The encoding/decoding model


The encoding/decoding model

/******************************************************************************
 * This file is part of The Unicode Tools Of Rexx (TUTOR)                     *
 * See https://rexx.epbcn.com/TUTOR/                                          *
 *     and https://github.com/JosepMariaBlasco/TUTOR                          *
 * Copyright © 2023-2025 Josep Maria Blasco <josep.maria.blasco@epbcn.com>    *
 * License: Apache License 2.0 (https://www.apache.org/licenses/LICENSE-2.0)  *
 ******************************************************************************/

This directory contains the main encoding class, Encoding.cls, and a growing set of particular encoding classes.
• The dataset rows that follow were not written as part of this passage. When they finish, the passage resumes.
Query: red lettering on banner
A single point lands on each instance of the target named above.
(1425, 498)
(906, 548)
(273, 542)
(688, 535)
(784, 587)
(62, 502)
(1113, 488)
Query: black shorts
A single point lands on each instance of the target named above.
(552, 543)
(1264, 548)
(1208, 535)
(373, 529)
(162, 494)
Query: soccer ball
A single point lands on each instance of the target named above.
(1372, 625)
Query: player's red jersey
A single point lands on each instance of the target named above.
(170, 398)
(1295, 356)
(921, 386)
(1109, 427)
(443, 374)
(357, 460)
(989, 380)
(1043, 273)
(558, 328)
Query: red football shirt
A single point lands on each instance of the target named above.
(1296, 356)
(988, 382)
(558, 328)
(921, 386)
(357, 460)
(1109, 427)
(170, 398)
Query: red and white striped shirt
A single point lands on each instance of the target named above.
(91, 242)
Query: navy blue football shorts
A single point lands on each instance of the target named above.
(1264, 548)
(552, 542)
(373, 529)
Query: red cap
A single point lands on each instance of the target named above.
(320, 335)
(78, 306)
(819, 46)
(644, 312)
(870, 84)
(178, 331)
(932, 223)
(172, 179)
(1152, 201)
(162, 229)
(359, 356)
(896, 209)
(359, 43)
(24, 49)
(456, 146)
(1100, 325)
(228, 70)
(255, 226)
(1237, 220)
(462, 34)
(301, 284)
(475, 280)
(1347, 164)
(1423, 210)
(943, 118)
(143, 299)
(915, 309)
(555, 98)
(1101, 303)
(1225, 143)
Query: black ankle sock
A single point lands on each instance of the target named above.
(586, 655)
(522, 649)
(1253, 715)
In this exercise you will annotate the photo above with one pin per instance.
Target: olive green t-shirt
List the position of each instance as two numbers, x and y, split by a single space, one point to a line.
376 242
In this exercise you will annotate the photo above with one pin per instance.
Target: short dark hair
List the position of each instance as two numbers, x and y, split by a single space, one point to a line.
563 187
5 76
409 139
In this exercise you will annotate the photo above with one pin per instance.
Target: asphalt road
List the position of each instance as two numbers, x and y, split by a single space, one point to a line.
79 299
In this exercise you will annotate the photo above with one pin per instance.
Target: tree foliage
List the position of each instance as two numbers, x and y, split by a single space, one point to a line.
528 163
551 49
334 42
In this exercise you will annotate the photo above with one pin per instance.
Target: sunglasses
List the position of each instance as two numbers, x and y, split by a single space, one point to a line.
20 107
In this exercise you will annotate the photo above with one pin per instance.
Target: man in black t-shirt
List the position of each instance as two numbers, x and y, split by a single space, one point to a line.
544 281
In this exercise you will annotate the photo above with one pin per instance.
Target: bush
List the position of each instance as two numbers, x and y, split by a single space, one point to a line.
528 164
The 'build' subdirectory contains a set of utility routines to generate the translate tables used by some of the encoding classes.

This file contains the documentation for the public Encoding class, contained in Encoding.cls, and some guidelines to implement particular encodings, as subclasses of the Encoding class.
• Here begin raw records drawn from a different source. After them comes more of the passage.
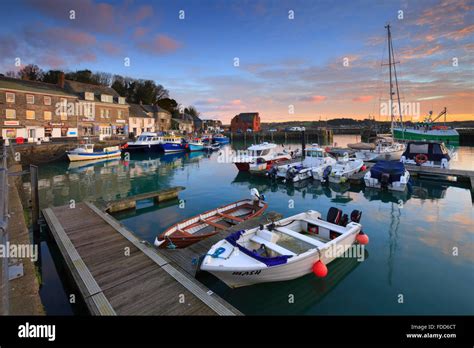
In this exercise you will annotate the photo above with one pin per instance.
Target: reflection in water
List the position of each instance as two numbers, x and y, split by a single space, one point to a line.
409 232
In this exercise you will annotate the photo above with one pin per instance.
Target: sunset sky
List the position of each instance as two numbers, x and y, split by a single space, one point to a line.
282 61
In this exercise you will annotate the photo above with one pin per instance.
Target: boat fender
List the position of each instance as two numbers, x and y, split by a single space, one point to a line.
356 215
362 238
334 215
326 172
320 269
216 254
384 180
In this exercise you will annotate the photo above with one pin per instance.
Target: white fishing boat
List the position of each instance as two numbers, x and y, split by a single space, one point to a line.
427 154
340 171
263 152
147 141
283 250
389 175
316 160
383 149
85 152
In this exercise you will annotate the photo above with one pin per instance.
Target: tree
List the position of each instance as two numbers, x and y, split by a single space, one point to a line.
168 104
51 76
120 85
191 110
31 72
84 76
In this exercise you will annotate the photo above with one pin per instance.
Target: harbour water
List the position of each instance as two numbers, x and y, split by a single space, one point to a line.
420 258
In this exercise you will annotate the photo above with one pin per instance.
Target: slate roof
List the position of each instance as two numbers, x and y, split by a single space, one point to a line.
137 110
32 86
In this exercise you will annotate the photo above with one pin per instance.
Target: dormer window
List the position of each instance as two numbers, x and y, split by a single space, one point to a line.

Constants, registry methods and abstract methods will be implemented by the encoding subclasses. Utility methods should be considered private documentation (i.e., not a public API).

The Encoding class

The Encoding class is the base class for all encodings, and all encoding classes should subclass Encoding.

The Encoding class implements a series of services common to all encodings (like the encoding registry), and defines a set of common interfaces (a contract) that all encodings have to follow.

The Encoding registry and contract

The Encoding class and its subclasses operate under the following contract. All subclasses must adhere to this contract to work properly.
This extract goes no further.